The Dow Jones Industrial Average rose more than 200 points, staging a steady climb higher after September's nonfarm payroll report came in stronger-than-expected. Employers added 248,000 jobs last month, which was above the 215,000 consensus. August's dismal number was upwardly revised and the unemployment rate fell to 5.9 percent, the lowest level since July 2008.
It is a Goldilocks scenario for Wall Street with the economy improving, albeit at a slow pace, and inflation tame.

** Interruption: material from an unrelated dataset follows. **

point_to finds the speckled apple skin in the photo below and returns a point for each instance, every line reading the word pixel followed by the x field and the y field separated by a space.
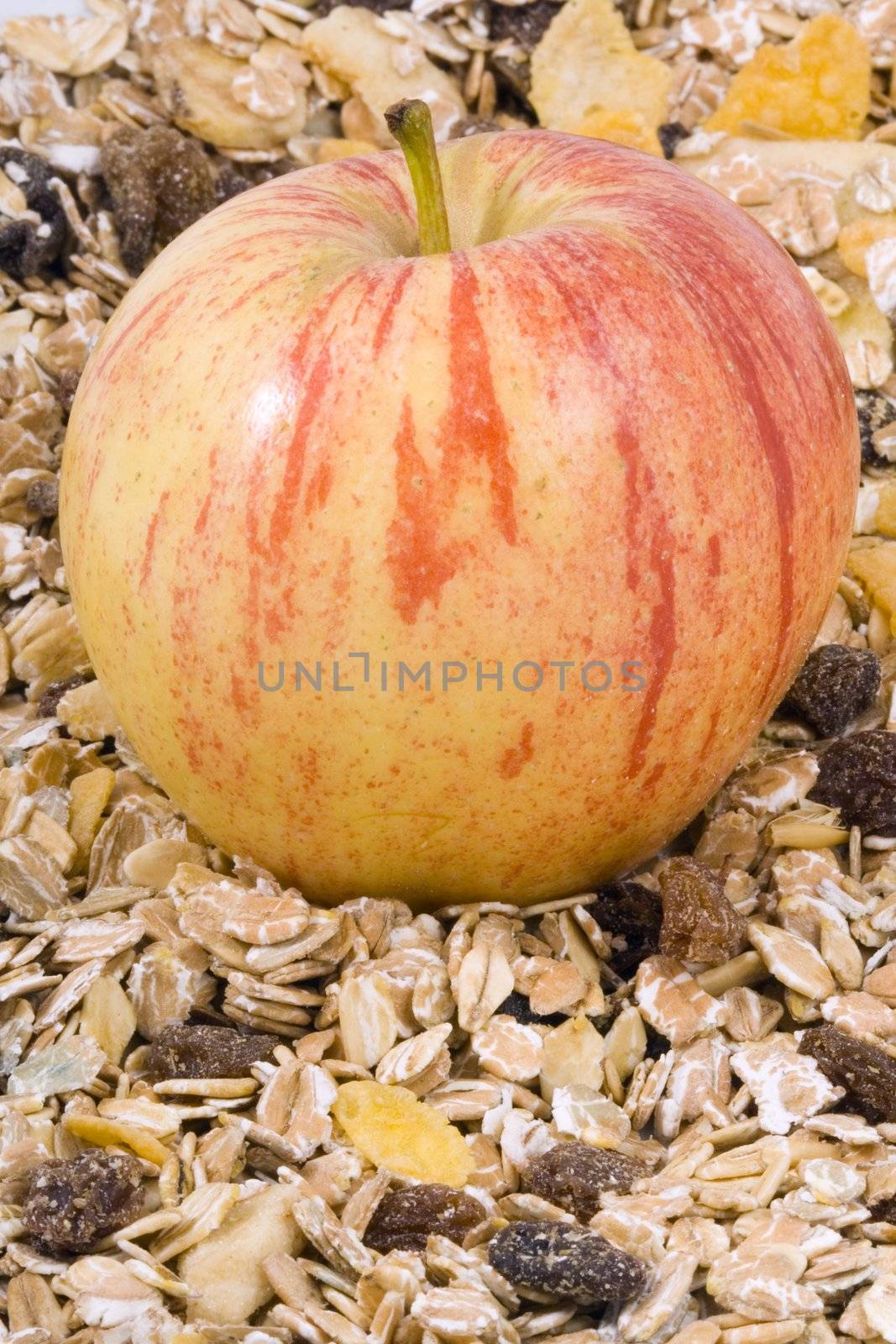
pixel 613 423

Europe rallied to session highs after the jobs report was released. Bond yields, which typically advance when the economy improves, climbed and the U.S. dollar index hit its highest level in four years. A higher U.S. dollar put pressure on commodities, dragging down oil and metals.
Economically sensitive stocks like airlines and railroads are among the best performers as oil slides and brent crude touches its worst level in two years. "That has allowed the transportation stocks to get past the Ebola scare," Cashin said.
Despite a rough week for stocks that were weighed down by geopolitical tensions, Ebola worries and deflation and growth concerns, major averages are set to notch their best days in several months.
"The real thing is: Let's see if we can kick it in to high gear and break out of that resistance [1,965 to 1,969 on the S&P 500]," Cashin said.